シンドゥラの国都ウライユールは2月。だが、既に母国パルスならば春先と言っても良いような暖かさ
に満ちている。次の国王を決める神前決闘を明日に控えて、その場への臨席を求められたパルスの王太子
をはじめ数十人のパルス兵は、都の入り口に近い兵舎で前夜を過ごすことになった。与えられた兵舎は
兵営といっても常時城門を見張るだけの兵の宿舎であるため、中は戦いよりもむしろ生活に均した感が強い。

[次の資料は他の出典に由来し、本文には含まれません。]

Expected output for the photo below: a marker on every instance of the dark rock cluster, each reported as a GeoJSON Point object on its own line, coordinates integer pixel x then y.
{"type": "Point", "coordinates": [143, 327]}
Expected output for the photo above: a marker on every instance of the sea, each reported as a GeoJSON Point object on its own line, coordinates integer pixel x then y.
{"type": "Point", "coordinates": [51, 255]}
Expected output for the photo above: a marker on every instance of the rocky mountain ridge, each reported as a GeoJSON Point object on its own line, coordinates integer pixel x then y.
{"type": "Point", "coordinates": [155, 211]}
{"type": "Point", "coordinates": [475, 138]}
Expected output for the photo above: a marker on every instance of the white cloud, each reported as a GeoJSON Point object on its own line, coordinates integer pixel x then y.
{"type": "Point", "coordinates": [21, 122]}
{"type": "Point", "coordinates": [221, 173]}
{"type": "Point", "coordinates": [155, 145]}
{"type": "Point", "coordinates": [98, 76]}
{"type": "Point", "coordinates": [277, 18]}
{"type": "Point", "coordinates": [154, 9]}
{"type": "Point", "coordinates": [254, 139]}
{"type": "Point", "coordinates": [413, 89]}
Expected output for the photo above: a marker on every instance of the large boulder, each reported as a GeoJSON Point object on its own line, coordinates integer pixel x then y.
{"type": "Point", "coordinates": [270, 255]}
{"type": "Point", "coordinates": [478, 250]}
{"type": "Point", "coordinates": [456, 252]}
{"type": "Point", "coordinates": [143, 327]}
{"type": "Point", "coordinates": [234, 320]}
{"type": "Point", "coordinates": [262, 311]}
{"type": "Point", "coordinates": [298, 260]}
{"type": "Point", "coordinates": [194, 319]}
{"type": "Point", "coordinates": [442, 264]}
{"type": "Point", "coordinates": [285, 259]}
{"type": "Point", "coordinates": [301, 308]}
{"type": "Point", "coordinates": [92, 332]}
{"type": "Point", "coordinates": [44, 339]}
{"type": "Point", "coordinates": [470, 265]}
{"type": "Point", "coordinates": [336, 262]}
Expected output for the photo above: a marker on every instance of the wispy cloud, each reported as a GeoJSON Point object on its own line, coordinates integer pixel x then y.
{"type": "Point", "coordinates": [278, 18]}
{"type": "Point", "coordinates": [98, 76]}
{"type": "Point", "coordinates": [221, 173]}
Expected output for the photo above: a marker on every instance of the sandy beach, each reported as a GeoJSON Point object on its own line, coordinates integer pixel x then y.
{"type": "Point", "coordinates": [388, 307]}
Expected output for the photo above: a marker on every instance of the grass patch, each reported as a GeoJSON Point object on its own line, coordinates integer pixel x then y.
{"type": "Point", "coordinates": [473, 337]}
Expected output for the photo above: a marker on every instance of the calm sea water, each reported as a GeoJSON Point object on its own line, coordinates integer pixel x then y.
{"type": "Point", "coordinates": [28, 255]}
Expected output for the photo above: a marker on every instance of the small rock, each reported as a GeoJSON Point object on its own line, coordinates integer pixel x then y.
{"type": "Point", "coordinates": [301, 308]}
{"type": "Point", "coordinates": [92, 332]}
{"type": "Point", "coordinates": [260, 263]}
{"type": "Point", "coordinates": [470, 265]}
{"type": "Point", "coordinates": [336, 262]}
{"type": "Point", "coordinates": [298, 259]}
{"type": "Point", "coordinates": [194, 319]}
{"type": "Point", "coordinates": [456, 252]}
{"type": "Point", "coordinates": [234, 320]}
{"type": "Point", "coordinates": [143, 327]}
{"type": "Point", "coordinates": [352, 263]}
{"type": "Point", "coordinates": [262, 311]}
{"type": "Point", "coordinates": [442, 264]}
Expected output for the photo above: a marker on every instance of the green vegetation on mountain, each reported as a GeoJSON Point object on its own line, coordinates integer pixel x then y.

暑い国らしく、空気の流れをよくするために極力仕切を避け、シンドゥラ特有の織り目の粗い布を吊して
仕切の代わりとしている。それは風が吹くたびにさらさらと涼しげな音をたてて、暑い夜の寝苦しさを
和らげる。
だがこの夜、兵舎ではその微かな音が聞こえない夜を過ごしていた。ここそこに灯された夜営の明かり、
必要以上に多くの兵が寝付けずに囁きを交わしているようで、どこからともなくざわめいた気配が漂って
くるのだ。眠れないのは暑さのためではない…明日の夕刻に迫った、かの決闘のためだ。いわく、なぜ
他国の王位継承権を決めるための決闘に、我が国が誇るかの黒衣の騎士が命をかけねばならぬのか。神前
といえど、それはパルスの神々ではなかろうに…
囁きの中には、なぜ王太子がそれを許したのか、という不穏な不満さえ聞こえる。それを王太子の側近
に数えられる軍師は咎めなかった。すべて明日への不安が言わせる事だ。明日かの騎士が勝ちを納め、
それがもたらすものを身をもって知れば、自然と静まるものに過ぎない…
薄青の上下に短剣を吊しただけの軽装で、ナルサスは内庭を見おろす回廊に立った。夜空には雲ひとつ
なく、染め上げたような紺色に星が瞬いている。
ここ数日、彼もまた眠れない夜を過ごしていた。一度火蓋を切ったシンドゥラの兄弟喧嘩はその父であ
る国王の覚醒によって急転直下の展開を見せた。事実上、現在のパルス軍の頭脳を担っているナルサスは、
常に起こりうる事態を想定して先手を打つ事を得意としている。だが今回はさすがにその展開の早さに
眠る暇も与えられなかった。
そして明日…彼は決闘に出る騎士の腕をよく知っている。よっぽどの相手でもない限り、彼が負ける事
はないだろう。だが、それは相手方もよく知っている。あえてかの騎士の相手に選んだ人物とはどんな
強者なのか…その情報はまだ入らない。そのこともナルサスを不安にさせる。いずれ名のある人物なら、
それとなく噂が聞こえてきても良さそうなものだ。だが、相手の陣営は決闘に出る勇者の名に、固く口を
閉ざしている。それはどういう意味なのか…
考えておかねばなるまい。こちらが…かの騎士が勝った場合の展開と…負けた場合の…
…負けた場合の?
ふと浮かんだ言葉に、ナルサス自身が動揺した。負けた場合。それは死を意味する…彼が…黒衣の騎士
と呼ばれ、無二の存在である彼が…
…死んだ場合?
「ナルサス?」
不意に後ろから声をかけられ、パルスの軍師は凍り付いた。色を失って振り向いた彼に、声をかけた
人間が目を丸くする。
「どうかしたのか?」
「…ダリューン。驚かすな」
咄嗟に表情を殺し、ナルサスは安堵の息をついた。肩をすくめて彼に歩み寄ったのは、当の騎士。明日、
決闘の場にその身をさらす予定の、パルスが誇る騎士の中の騎士…ダリューン当人だった。
「それはすまなかったな。邪魔をしたか」
「いや。…王太子殿下をお送りしてきたのか」
「ああ。やっとお休みになられた」
横に立って内庭を見おろす友人は、ナルサスよりも頭ひとつ高い。共に王立学院で机を並べていたころは、
そう変わらなかったのだが…いつもは黒一色の甲冑に固めている肢体も、今は濃紺の平服だ。灯火を反射し
て鈍く光る彼の大剣だけが、いつものように腰に収まっている。
「皆、明日の事を案じているようだな」
精悍な顔が苦笑する。その内庭を見おろす黒瞳を見つめていた自分に気づき、ナルサスは目をそらした。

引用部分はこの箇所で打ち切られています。